Championship years are special. They are a lot more than just working hard and getting what you’ve earned. The other guys are doing that too. So much has to go right for you to win, and some of that is stuff that isn’t even within your control. The right perspective on success allows you to stay on a path to continued achievement.
Short-term or long-term, you are going to deal with failure during any season, even a championship season. But once you’ve tasted success, any kind of failure is magnified. A bad practice can get blown out of proportion (“We didn’t do this last year!”). A loss, or a losing streak gets magnified (“What is going on?”).
Championship seasons get remembered by hanging banners, and when you look at them you don’t think about the adversity you went through. Those seasons are often glorified as if nothing went wrong. It’s hard to remember the day-to-day, you really just remember the big wins and cutting down the nets.
Dealing with failure gets harder after you’ve won. There’s a a sense that “this isn’t supposed to be happening,” and adversity can make you a lot tighter. The best teams understand failure is part of the deal and get past it pretty quickly. They don’t allow it to creep into their psyche and start to chip away at the collective confidence.

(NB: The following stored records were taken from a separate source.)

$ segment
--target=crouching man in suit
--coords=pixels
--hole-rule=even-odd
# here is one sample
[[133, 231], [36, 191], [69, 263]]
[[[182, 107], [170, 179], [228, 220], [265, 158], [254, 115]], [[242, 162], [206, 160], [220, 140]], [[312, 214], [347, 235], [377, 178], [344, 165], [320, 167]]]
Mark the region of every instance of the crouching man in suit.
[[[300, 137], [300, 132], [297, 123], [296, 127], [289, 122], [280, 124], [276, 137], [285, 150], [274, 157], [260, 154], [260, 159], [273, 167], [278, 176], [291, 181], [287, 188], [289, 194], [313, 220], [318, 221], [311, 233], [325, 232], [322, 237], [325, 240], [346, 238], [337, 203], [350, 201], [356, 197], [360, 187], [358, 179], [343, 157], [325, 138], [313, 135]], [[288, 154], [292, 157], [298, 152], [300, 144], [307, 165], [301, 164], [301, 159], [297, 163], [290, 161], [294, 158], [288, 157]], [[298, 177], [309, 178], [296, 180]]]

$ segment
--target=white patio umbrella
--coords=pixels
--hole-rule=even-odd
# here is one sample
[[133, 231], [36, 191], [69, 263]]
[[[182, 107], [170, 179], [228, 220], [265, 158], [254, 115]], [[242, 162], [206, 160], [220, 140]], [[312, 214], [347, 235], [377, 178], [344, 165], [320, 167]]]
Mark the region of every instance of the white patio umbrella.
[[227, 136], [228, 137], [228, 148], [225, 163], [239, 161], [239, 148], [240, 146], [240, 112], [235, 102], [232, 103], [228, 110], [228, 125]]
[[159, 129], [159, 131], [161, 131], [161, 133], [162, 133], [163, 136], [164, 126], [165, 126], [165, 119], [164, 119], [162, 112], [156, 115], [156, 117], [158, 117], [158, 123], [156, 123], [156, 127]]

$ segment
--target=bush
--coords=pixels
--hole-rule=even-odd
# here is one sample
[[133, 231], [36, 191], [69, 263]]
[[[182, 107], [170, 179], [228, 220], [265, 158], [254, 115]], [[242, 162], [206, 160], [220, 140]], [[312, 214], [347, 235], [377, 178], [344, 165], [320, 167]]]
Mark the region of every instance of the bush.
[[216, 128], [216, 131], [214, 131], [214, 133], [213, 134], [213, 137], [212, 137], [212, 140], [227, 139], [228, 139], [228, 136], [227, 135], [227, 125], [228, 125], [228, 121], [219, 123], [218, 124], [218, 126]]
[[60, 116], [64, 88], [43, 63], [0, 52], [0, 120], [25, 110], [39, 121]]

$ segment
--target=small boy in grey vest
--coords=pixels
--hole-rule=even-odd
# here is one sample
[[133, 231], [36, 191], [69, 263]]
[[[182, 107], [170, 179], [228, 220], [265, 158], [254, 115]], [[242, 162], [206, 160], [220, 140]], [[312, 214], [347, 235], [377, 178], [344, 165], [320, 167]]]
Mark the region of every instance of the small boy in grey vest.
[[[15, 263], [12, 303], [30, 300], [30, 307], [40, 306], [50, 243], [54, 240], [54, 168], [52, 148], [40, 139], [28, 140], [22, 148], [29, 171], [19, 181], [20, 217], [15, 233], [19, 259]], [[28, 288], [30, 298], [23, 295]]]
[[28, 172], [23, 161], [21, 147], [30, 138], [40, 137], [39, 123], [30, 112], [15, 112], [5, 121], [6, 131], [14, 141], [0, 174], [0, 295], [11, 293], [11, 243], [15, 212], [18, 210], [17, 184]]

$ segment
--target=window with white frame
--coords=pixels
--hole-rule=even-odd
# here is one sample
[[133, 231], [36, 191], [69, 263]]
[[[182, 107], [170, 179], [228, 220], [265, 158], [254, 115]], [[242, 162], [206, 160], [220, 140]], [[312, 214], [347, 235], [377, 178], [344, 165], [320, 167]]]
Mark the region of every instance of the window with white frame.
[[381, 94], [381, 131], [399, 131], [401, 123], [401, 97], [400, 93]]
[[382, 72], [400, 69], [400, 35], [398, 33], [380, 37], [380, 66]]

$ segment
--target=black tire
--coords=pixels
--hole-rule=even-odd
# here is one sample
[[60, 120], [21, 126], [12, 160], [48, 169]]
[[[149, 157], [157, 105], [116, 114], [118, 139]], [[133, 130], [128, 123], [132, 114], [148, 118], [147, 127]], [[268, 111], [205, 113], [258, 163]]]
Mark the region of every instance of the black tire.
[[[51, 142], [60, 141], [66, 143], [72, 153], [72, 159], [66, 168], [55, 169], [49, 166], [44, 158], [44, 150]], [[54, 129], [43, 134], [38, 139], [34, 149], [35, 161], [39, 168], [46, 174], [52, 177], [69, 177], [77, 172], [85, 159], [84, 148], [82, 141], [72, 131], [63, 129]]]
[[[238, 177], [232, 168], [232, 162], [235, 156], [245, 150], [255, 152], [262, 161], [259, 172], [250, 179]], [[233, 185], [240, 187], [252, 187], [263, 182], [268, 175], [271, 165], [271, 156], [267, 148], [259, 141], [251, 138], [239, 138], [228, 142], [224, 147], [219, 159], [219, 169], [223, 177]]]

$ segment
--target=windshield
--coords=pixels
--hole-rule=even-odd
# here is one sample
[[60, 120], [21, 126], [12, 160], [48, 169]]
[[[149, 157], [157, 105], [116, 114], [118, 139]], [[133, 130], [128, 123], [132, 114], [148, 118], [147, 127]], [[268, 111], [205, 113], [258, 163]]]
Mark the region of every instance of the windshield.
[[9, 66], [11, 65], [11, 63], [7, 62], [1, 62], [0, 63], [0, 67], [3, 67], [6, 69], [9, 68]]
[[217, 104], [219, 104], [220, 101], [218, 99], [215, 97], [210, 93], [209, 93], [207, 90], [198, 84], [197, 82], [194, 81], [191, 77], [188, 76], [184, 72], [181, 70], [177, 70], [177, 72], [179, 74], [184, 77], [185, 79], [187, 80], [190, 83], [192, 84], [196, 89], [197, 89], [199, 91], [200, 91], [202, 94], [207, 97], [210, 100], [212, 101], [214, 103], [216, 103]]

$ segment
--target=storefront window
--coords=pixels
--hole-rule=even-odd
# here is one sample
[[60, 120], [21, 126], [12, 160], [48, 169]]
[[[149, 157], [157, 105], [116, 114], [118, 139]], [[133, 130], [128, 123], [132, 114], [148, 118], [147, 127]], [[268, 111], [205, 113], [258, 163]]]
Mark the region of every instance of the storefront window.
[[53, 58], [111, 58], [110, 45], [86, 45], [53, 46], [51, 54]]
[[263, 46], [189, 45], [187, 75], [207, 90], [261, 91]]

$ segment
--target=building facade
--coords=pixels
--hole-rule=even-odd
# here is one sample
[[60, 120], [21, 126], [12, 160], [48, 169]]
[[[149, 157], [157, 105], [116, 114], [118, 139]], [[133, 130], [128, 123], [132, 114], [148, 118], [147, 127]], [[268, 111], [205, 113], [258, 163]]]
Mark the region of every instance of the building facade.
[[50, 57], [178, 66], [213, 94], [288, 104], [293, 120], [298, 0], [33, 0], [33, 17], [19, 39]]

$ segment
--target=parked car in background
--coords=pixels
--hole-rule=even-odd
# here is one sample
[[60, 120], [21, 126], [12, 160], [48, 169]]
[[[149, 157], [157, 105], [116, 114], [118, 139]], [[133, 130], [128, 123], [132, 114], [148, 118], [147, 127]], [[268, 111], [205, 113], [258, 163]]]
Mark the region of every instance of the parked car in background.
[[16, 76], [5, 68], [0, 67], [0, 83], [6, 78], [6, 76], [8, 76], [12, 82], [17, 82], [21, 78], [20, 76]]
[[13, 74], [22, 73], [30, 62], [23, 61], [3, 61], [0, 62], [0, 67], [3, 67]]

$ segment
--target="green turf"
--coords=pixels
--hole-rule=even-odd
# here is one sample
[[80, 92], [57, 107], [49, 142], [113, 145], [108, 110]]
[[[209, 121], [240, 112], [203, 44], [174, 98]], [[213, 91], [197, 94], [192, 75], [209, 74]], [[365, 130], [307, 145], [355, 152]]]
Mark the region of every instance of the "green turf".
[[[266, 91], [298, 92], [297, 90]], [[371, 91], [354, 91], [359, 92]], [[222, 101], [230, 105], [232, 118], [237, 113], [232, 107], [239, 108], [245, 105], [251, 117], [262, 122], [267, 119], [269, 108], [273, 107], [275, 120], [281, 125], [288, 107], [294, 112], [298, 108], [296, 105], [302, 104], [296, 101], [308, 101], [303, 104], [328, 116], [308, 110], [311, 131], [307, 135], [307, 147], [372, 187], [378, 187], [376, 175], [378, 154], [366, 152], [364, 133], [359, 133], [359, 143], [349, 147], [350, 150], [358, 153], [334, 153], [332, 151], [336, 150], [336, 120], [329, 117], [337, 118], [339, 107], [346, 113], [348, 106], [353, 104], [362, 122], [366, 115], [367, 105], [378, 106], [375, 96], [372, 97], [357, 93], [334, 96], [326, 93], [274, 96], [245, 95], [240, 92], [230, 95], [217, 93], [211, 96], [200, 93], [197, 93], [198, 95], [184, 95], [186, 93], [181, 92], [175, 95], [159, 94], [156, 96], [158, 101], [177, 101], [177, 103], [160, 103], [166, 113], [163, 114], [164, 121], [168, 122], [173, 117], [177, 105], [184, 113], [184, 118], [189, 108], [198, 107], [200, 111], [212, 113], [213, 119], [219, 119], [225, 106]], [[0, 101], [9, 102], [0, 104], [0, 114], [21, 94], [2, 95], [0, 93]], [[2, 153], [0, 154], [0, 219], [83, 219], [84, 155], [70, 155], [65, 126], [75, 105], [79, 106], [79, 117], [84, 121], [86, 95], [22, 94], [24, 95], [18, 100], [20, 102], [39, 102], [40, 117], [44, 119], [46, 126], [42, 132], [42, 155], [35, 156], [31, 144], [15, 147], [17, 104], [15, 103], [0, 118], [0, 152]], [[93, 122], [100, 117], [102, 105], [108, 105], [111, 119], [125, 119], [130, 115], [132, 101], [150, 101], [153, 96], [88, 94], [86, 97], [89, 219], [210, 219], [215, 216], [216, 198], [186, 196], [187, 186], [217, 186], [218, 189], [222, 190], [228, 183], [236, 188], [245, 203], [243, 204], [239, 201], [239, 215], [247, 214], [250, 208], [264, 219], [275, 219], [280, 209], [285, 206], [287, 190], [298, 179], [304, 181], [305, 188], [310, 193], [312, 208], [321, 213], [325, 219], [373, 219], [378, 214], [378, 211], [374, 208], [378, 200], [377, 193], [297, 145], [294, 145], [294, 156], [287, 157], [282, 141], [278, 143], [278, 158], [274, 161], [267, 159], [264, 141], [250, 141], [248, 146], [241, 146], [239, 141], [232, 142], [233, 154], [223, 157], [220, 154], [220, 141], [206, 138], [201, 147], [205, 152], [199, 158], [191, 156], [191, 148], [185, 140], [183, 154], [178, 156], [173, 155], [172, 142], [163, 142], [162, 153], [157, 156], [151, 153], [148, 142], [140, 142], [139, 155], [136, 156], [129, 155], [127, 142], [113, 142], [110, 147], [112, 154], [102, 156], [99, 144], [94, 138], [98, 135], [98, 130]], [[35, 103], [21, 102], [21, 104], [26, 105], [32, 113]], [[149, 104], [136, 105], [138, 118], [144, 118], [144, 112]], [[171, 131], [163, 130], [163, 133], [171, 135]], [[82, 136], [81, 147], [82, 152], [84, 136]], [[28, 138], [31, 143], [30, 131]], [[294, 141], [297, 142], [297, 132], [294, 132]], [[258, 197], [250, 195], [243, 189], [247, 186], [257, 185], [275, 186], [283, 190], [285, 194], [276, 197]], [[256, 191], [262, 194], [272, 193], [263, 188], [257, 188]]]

Everyone thinks they are going to do even better next year. We just won, and I averaged this and this, and this many minutes, and next year everything will get even better. But that isn’t possible for everyone. No team keeps the same roster, no matter how many veterans you have coming back. You have new players, you have older players, the freshmen are now sophomores and they naturally want bigger roles.
Sacrifice is harder after you’ve won because it’s natural to expect more. But there just aren’t enough shots or minutes for everyone to get what they expect individually. The sooner you can get your team to recognize this, the better your chances will be of repeating success.
Remind your guys how good it felt to be cutting down the nets at the end, and make the point that it didn’t happen because everyone had really productive years. Guys could have shot more, could have scored more, could have played more. But at some point along the way, great teams understand that sacrifice is essential. Getting your team to understand that after they’ve hung a banner is a challenge.
The right focus is essential to continued success, and I put most of that responsibility on the head coach. It’s very important to get your team to be forward thinking. And this is extremely hard for the head coach.
I would avoid at all costs any references to “last year.” I never wanted our players to think we were trying to live up to last year, or that we had to have the same type of year. This year’s team is always new, and they are trying to achieve something on their own. References to last year only bring on doubt – why isn’t it the same, what’s going wrong?
Richard Pitino at Minnesota writes two things up on the board at his first team meeting every year –
- It will not go the way you think it’s going to go.
- We are all on the same team.
I think that’s a great message for any team, but especially one coming off a great year. It will not go the way you think it’s going to go. It won’t be the same. It won’t be that easy. It won’t be smooth. But most importantly, that is okay. That doesn’t mean we won’t be great. It doesn’t mean we can’t win. We just have to know what to expect. We are going to have to deal with some stuff that we didn’t see coming.
Sustaining success is about focusing on what’s in front of you, and eliminating the noise. The year you had last year, and the banner you hung, is just noise to this years team.
The last characteristic I see in teams that win again is caring. Genuinely caring about the success of your teammates, and putting your teammates ahead of your personal interests. When everyone on a team does that, it’s incredibly powerful.
Connected teams are very difficult to beat. Teams that play for one another, that pour all of their energy into what is best for the team, find their way to success. If you care enough to sacrifice something personal for your teammates you’ll do whatever it takes to help your team succeed.
Great teams don’t play for themselves or because their coach tells them what to do. They play for their teammates, and the last thing they want to do is let their teammates down. You have to do a lot of hard stuff as a team to achieve success, and as a coach you want to get your team to understand you are doing it for one another. It’s not for you, or me, or to try and win. It’s for my teammates, to make sure I don’t let them down. Finding that level of motivation is a powerful element of high-achieving teams.